What is SQL injection and why it matters for tools that generate SQL

SQL injection is one of the oldest and most well-documented attack classes in web security. It has been on the OWASP Top 10 for decades, it was responsible for some of the largest data breaches of the 2000s and 2010s, and it still appears regularly in security disclosures today.

If you’re using a tool that generates SQL on your behalf, understanding SQL injection is relevant — not to alarm you, but so you know what to look for.

What SQL injection is

SQL injection happens when user-supplied input is incorporated into a SQL query without proper sanitisation, and the input contains SQL syntax that changes what the query does.

The classic example: a login form that builds a query like this:

SELECT * FROM users WHERE username = 'INPUT' AND password = 'INPUT';

If a user enters ' OR '1'='1 as the username, the query becomes:

SELECT * FROM users WHERE username = '' OR '1'='1' AND password = '...';

Because '1'='1' is always true, this query returns all users — and the attacker is logged in without a valid password.

More destructive variations:

-- Drop a table
'; DROP TABLE users; --

-- Exfiltrate data from another table
' UNION SELECT username, password FROM admin_users --

-- Bypass a condition entirely
' OR 1=1 --

How parameterized queries prevent it

The standard defence against SQL injection is parameterized queries (also called prepared statements). Instead of concatenating input into the query string, the query is sent to the database with placeholders, and the input values are sent separately.

# Vulnerable: string concatenation
query = f"SELECT * FROM users WHERE username = '{username}'"

# Safe: parameterized query
cursor.execute("SELECT * FROM users WHERE username = %s", (username,))

With parameterized queries, the database engine treats the input as a literal value, never as SQL syntax. No matter what characters the input contains, it cannot change the structure of the query.

This is not optional. Applications that construct SQL by concatenating user input are vulnerable by default.

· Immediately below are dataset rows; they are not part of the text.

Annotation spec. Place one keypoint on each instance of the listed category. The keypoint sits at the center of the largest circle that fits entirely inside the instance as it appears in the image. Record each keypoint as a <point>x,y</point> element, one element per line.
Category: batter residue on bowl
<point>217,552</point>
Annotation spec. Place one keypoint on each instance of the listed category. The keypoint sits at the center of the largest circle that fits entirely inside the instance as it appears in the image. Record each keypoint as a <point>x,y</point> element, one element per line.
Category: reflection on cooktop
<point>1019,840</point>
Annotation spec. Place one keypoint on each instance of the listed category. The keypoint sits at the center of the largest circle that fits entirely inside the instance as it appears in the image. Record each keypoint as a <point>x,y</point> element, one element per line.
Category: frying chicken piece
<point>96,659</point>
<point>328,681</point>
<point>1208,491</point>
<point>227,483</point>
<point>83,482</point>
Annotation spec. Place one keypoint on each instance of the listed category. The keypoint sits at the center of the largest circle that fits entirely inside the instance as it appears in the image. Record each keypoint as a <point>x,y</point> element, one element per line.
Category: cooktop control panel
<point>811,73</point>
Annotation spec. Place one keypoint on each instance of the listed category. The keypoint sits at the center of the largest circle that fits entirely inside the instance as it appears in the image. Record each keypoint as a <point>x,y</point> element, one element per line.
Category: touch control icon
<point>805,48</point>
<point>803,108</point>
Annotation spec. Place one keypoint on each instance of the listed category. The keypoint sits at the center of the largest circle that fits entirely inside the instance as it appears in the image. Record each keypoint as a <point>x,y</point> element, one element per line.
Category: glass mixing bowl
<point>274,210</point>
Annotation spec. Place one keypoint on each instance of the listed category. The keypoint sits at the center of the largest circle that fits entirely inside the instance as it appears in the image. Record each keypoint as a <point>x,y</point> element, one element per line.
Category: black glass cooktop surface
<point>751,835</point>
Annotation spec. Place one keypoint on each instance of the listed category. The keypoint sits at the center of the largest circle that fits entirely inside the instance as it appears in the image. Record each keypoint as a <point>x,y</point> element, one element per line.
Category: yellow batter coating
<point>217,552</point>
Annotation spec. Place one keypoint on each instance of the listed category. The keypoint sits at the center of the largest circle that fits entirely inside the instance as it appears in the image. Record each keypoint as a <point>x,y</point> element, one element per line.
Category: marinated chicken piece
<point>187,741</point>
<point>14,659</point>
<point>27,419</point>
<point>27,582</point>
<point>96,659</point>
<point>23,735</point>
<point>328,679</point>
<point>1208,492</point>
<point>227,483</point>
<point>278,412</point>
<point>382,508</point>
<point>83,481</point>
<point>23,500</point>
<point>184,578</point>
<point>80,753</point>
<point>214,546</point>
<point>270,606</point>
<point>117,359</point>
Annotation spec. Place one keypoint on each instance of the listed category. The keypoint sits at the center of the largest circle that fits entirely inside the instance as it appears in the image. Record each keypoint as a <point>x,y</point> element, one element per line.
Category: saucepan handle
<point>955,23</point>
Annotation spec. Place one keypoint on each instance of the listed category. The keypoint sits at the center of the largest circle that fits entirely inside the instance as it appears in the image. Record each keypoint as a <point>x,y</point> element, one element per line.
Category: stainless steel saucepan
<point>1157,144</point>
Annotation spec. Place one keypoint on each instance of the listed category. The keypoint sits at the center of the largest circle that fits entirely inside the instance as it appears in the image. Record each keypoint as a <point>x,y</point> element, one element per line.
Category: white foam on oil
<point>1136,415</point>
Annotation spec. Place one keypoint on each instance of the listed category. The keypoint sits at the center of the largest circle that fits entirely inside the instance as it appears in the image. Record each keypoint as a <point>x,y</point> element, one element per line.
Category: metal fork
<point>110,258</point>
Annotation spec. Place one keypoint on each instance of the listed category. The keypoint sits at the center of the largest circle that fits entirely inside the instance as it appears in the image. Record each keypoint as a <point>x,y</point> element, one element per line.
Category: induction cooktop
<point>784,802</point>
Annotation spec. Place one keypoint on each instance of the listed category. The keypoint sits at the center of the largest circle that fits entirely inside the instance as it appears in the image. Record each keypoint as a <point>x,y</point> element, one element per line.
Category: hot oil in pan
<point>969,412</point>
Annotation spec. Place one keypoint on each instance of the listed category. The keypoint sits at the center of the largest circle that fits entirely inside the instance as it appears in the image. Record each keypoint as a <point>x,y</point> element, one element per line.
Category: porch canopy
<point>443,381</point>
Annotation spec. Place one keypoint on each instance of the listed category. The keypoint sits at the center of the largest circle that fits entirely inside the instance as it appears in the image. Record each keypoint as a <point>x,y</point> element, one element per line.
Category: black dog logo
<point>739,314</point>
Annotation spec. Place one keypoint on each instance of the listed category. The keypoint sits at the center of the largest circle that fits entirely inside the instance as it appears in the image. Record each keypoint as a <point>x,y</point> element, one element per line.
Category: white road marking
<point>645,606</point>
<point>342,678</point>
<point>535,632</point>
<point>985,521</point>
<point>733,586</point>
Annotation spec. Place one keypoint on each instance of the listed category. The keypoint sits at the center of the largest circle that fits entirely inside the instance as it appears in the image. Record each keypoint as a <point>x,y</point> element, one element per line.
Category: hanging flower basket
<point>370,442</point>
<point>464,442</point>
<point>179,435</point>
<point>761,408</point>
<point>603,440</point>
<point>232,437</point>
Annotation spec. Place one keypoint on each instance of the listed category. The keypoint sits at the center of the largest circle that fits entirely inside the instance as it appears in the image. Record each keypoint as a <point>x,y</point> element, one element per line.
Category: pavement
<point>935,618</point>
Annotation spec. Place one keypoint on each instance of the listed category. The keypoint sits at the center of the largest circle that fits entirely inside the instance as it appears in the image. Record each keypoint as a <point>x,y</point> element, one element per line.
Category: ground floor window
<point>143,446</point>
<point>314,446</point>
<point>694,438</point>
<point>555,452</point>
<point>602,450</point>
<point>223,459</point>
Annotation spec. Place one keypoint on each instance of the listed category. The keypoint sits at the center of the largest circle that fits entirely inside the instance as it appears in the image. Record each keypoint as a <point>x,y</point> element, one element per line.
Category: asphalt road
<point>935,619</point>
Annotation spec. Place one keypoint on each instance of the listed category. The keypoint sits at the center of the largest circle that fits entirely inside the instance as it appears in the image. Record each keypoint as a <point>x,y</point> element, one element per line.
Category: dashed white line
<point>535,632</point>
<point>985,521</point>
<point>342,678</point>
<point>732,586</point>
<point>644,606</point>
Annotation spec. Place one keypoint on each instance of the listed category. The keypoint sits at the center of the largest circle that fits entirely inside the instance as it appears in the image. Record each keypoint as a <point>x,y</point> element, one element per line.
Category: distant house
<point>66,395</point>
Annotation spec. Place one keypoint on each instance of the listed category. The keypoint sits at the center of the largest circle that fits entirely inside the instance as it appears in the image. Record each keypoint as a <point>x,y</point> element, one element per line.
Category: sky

What changes when a tool generates SQL for you

When you use a tool that translates natural language into SQL, you are not directly writing queries — the tool is generating them. This changes the risk profile:

The input is your prompt text, not raw SQL. The tool receives your natural language, generates SQL, and executes it. Your prompt is not incorporated into the SQL as a string (at least in a well-built tool) — it’s interpreted by a language model to produce a query.

The generated SQL should be parameterized, not string-interpolated, when it contains any values derived from your input. For example, if you type “show orders from customer John Smith”, the generated query should use a parameter for “John Smith”:

SELECT * FROM orders WHERE customer_name = $1
-- with parameter: 'John Smith'

Not:

SELECT * FROM orders WHERE customer_name = 'John Smith'
-- where 'John Smith' came from user input and was concatenated in

Read-only enforcement is a meaningful second layer. Even if a generated query were somehow manipulated to contain malicious SQL, a read-only database connection means INSERT, UPDATE, DELETE, and DROP statements would fail at the database level.

What to evaluate in a SQL-generating tool

When assessing any tool that generates and runs SQL on your behalf, these are the relevant questions:

Does the tool use parameterized queries?

If the tool generates SQL and executes it against your database, the values in the WHERE clause should be passed as parameters, not interpolated into the query string. This is a technical implementation detail that may not be easy to verify from the outside, but you can ask the vendor directly.

Does it enforce read-only access?

A tool that blocks all write operations — INSERT, UPDATE, DELETE, DROP, ALTER, TRUNCATE — provides meaningful protection. Even if a query were manipulated to attempt a write, it would be rejected.

This is separate from what database user you connect with. Application-level enforcement adds a second check before the query ever reaches the database.

Does it validate or reject dangerous query patterns?

Beyond just write operations, a responsible tool should validate that generated queries conform to expected patterns before executing them.

Is the generated SQL visible to you?

Transparency matters. You should be able to see the exact SQL that will run before it runs, or at minimum in the query history afterwards. This lets you catch unexpected patterns.

The honest picture

SQL injection against a natural language query tool is a different attack surface than SQL injection against a traditional web application. The typical attack vector (user entering malicious characters into a form) doesn’t apply in the same way.

The relevant risk is whether the tool’s SQL generation is robust against edge cases and whether it protects against unintended queries. Read-only enforcement and parameterized execution are the right controls for this context.

These aren’t exotic safeguards — they’re standard engineering practice. Ask about them when evaluating any tool that touches your database.